Earlier this month, British media industry folks concentrated their attention on the crisis at the BBC, but the focus has shifted back to tabloids and the Leveson findings in recent days.
The Leveson Inquiry was triggered after allegations that in 2002, the voice mail of a missing 13-year-old girl had been hacked by someone working for the News of the World tabloid before she was found murdered.
Top politicians, led by Cameron, are expected to comment on the Leveson report later on Thursday.

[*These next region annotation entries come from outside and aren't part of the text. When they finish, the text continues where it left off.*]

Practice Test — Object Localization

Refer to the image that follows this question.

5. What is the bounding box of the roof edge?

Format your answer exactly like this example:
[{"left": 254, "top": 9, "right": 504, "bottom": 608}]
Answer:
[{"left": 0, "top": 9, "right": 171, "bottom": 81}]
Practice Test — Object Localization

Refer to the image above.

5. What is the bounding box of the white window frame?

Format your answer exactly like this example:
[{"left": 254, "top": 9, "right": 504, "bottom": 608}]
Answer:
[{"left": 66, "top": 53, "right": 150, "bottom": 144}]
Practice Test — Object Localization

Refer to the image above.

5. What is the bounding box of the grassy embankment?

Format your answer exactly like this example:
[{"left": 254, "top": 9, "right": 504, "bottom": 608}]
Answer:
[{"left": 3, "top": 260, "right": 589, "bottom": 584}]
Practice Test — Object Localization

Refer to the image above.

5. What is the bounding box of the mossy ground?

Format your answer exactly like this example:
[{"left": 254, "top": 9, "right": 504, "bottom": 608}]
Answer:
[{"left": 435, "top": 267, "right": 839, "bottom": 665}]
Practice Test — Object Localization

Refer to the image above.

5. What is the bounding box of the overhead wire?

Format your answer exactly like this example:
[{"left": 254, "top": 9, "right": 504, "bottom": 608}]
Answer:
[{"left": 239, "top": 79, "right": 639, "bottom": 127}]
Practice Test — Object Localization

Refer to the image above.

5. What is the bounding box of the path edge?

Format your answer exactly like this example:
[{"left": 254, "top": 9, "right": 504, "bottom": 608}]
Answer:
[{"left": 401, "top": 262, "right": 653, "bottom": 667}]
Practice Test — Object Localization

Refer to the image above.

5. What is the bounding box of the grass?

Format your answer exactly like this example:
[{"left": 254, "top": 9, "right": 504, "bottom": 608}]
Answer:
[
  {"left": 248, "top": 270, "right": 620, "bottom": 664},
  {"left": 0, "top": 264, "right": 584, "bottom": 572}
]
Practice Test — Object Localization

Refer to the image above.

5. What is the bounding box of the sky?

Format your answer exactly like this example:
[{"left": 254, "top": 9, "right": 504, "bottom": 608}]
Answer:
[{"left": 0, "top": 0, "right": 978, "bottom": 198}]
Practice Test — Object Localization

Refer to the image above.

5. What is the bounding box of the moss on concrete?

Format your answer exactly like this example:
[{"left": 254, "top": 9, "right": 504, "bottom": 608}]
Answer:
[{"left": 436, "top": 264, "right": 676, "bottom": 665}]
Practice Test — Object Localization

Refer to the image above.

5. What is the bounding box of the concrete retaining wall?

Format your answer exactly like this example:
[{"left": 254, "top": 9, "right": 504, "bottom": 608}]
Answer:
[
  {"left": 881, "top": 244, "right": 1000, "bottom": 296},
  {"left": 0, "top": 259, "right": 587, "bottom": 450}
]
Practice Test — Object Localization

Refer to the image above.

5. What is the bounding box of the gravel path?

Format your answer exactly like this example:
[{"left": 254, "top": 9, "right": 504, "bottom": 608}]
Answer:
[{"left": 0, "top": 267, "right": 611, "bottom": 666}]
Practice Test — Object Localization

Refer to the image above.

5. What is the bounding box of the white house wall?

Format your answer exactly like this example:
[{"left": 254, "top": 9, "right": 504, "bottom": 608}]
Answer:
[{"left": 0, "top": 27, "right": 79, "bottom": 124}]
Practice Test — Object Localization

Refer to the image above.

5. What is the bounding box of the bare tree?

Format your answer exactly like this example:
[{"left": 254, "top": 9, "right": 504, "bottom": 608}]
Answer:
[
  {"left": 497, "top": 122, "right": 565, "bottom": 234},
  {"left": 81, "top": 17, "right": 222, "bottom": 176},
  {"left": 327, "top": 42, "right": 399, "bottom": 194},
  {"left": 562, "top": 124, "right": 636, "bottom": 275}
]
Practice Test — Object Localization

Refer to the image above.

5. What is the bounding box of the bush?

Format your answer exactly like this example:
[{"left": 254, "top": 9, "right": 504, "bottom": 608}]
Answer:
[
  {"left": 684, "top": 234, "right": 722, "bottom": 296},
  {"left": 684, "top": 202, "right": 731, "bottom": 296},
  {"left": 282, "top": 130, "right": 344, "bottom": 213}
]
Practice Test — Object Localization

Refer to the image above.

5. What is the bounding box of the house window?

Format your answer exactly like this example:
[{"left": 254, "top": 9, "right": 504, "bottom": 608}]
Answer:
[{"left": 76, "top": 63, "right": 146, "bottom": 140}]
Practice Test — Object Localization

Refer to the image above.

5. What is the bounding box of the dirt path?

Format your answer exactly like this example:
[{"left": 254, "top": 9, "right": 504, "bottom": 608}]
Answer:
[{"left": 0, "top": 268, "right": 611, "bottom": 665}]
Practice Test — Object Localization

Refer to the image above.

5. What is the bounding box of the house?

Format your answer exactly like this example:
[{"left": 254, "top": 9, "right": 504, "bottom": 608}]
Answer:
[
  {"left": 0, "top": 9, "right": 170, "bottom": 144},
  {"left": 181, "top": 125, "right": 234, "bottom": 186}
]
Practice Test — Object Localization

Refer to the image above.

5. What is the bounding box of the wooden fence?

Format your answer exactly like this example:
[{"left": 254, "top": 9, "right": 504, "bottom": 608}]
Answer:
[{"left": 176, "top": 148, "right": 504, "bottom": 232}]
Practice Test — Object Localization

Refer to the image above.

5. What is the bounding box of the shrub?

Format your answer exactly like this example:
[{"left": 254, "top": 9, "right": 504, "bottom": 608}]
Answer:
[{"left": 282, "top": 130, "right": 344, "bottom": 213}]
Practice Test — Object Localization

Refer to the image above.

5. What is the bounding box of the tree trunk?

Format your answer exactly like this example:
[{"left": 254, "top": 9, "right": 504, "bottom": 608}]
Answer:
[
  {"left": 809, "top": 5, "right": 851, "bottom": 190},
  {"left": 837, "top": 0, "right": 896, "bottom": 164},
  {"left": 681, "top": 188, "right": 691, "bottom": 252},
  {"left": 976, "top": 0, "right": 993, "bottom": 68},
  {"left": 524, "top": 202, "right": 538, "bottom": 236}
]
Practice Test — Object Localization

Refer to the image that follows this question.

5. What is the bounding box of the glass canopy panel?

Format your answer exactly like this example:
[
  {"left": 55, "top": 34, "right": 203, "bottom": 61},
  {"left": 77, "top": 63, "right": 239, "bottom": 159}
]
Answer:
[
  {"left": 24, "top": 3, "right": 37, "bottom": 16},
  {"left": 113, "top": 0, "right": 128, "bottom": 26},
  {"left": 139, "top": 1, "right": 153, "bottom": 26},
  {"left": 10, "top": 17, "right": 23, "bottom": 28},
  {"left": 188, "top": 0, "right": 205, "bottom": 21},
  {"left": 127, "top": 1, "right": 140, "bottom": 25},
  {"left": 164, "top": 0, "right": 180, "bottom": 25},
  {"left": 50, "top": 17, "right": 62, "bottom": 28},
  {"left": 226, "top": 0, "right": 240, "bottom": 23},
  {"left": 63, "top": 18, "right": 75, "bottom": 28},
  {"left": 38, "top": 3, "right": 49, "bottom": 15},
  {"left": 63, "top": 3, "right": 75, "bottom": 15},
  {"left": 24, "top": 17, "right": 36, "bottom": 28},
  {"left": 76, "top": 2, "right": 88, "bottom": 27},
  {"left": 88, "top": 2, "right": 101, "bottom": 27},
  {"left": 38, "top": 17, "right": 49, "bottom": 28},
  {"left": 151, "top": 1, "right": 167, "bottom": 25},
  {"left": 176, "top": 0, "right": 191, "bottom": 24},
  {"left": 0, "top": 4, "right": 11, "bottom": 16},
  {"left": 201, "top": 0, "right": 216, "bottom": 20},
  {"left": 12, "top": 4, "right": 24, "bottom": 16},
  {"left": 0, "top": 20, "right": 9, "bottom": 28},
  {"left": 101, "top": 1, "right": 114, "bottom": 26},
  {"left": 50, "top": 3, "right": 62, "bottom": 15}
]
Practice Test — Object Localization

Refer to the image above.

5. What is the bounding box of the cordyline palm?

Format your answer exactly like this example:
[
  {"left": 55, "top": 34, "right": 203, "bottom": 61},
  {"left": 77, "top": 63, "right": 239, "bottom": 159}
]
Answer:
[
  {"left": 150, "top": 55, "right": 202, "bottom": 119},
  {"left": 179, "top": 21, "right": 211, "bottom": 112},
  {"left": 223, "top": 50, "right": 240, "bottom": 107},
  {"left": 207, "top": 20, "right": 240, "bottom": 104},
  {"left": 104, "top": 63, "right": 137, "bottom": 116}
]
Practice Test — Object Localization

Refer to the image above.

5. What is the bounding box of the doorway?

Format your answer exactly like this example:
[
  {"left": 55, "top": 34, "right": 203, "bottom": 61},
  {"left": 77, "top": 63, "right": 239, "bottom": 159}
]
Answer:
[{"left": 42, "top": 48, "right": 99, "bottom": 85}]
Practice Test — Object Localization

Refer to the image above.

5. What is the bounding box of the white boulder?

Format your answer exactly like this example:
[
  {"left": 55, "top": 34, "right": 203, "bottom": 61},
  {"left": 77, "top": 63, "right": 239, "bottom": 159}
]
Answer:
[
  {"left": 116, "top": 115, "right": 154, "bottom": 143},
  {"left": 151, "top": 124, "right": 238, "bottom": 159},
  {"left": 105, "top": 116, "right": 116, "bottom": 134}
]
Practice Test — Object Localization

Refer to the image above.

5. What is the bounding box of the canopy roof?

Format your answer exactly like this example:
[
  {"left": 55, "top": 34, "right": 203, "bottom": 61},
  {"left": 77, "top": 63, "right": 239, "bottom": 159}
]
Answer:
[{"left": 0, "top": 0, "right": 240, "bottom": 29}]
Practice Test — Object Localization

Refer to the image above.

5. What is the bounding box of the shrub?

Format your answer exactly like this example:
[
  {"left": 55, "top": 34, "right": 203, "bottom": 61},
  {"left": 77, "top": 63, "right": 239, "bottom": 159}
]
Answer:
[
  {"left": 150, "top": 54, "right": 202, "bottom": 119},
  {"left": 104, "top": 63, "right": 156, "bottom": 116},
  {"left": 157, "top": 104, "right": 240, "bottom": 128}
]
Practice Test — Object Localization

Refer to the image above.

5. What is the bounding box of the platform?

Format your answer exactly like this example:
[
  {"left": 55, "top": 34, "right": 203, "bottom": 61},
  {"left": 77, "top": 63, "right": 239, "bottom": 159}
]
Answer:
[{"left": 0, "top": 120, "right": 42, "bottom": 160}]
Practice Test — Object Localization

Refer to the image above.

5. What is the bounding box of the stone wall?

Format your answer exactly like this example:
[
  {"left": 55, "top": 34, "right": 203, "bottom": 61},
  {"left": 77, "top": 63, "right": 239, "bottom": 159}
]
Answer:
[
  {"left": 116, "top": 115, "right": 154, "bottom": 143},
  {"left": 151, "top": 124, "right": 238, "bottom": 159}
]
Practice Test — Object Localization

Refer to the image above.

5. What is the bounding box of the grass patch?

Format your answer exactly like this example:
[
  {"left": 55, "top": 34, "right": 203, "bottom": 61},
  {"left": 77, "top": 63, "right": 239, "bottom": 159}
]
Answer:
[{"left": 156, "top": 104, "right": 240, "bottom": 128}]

A parliamentary debate is expected for Monday.
Here is a look at other highlights from the report:
* Leveson assailed what he called a "significant and reckless disregard for accuracy." He argued that "misrepresentation and embellishment takes place to a degree far greater than could ever be thought of as legitimate or fair comment."
* At the News of the World, there was "a failure of systems of management and compliance," the report also says,
Addressing suggestions that bad behavior by the News of the World shouldn't affect other media, Leveson wrote that "the significant number of stories that fail to meet [key integrity and propriety] standards cannot be ignored, and I have no doubt that they do reflect a culture (or, perhaps more accurately, a sub-culture) within some parts of some titles."
In the case of phone hacking, for example, "no national title mounted a campaign about the slack security surrounding mobile phone messages," the report says.
* Addressing questions about the relationship between politics and the press, Leveson said the two have developed "too close a relationship…in a way in which has not been in the public interest."
* Former U.K. Culture Minister Jeremy Hunt, who has been criticized for his handling of the regulatory review of News Corp.'s bid for full control of BSkyB, got several mentions in the executive summary. Addressing the question if he was too friendly towards News Corp. or even biased, Leveson said "there is no credible evidence of actual bias." But he questioned his appointment of an advisor who was in close contact with News Corp. during the bid review.